Loi Duplomb – Rapport bénéfices risques : quand le débat oublie la science
Publié en ligne le 9 août 2000 - Science et décision -
Communiqué
Des habitants sont invités à fermer leurs fenêtres et à rentrer le linge, les jouets, les gamelles et les animaux afin de permettre à des véhicules de passer dans la rue en pulvérisant un insecticide à base de pyréthrinoïdes. Il est ensuite demandé d’attendre une heure avant de pouvoir sortir à nouveau. Cela se passe en France, à Limoges, en 2025, et l’opération n’a en fait rien d’exceptionnel. Pourtant, bien que relayée par la presse [1], cette information n’a suscité aucune campagne au nom d’un « zéro pesticide », aucune protestation relayée dans les médias détaillant tous les dangers potentiels des produits utilisés (et qui justifient les mesures de protection prises). Comment l’expliquer ? Tout simplement : il s’agit d’une intervention visant à lutter contre de possibles foyers épidémiques de Dengue, de Chikungunya ou de Zika véhiculés par le moustique tigre. Le rapport bénéfice-risque est probablement évident pour tous.

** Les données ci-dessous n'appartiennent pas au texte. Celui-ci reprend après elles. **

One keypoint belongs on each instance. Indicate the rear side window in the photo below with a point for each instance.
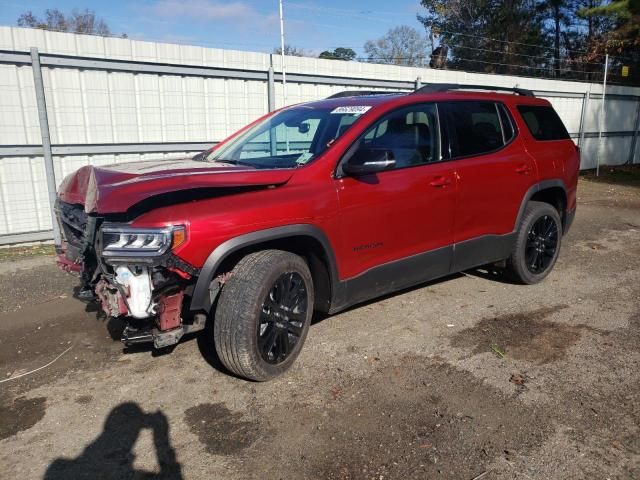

Et c’est bien là le fond de la discussion : le rapport bénéfice-risque est trop souvent oublié dans le débat public au profit de visions binaires et caricaturales. La science peut contribuer à instruire cette balance entre risques et bénéfices, et elle peut aussi suggérer des mesures appropriées d’atténuation et de gestion du risque. Les raisons de cette situation sont multiples et la controverse autour de la proposition de loi Duplomb nous offre un nouvel exemple. C’est en particulier une disposition relative à une autorisation dérogatoire d’un pesticide de la famille des néonicotinoïdes, l’acétamipride, qui a cristallisé une partie des débats (disposition censurée le 7 août 2025 par le Conseil constitutionnel qui a estimé que, « faute d’encadrement suffisant, les dispositions déférées méconnaissaient le cadre défini par sa jurisprudence, découlant de la Charte de l’environnement » [2]).
D’un côté, la proposition de loi, dans ses motivations, n’explicite pas le corpus de connaissances utilisé, les scénarios alternatifs possibles et les conséquences attendues pour chacun d’eux, que ce soit en termes d’environnement, de santé, de rendements, d’importations et de souveraineté alimentaire ou de pérennité des filières agricoles. C’est dans cet esprit, d’ailleurs, que le bureau de l’Académie d’agriculture de France « regrette l’absence d’une étude d’impact robuste en amont des débats parlementaires relatifs à ce texte de loi » [3]. L’avis de l’Autorité européenne de sécurité des aliments (Efsa) [4] n’est pas mentionné, alors que l’agence européenne a récemment mis à jour son analyse de l’impact sur la santé humaine et l’environnement de l’acétamipride et a actualisé ses valeurs toxicologiques de référence. Le rapport de l’Agence nationale de sécurité sanitaire de l’alimentation, de l’environnement et du travail (Anses) [5] n’est pas non plus décrit alors qu’il explicite pourtant les termes d’une analyse risque-bénéfice et fait état des potentialités et des limites des alternatives disponibles (voir aussi la chronologie réglementaire [6] sur ce sujet).
D’un autre côté, le simple danger est érigé en condition suffisante pour demander l’interdiction au nom d’un « principe de précaution » dévoyé. La peur est un vecteur médiatique puissant. Des études isolées, parfois très fragiles, sont surinterprétées et les agences sanitaires sont accusées de complaisance ou de soumission aux lobbies quand leurs avis ne correspondent pas aux discours promus. La distinction entre danger et risque est ignorée (un danger est une source potentielle de dommage alors que le risque décrit la probabilité de subir un préjudice en cas d’exposition au danger – il dépend de l’exposition, des doses, de la vulnérabilité, etc.). La hiérarchisation des risques est ainsi souvent brouillée, conduisant à des priorités mal définies, voire inversées, et à des décisions parfois inefficaces.
Les mêmes remarques pourraient être formulées sur d’autres parties de la loi, par exemple les réserves de substitution (appelées « mégabassines » par leurs détracteurs) ou sur de nombreux autres projets ou propositions de lois. Sans prétendre qu’une transparence sur les données scientifiques utilisées à l’appui des décisions politiques suffirait à apaiser complètement le débat, elle aurait au moins le mérite de l’alimenter d’une façon plus rationnelle et pourrait améliorer la confiance que les citoyens accordent à leurs élus et dirigeants. Une telle contextualisation pourrait figurer dans le texte de loi. Elle remettrait le débat à sa place : une analyse risque-bénéfice où aucune solution n’a que des avantages et aucun inconvénient, et réciproquement.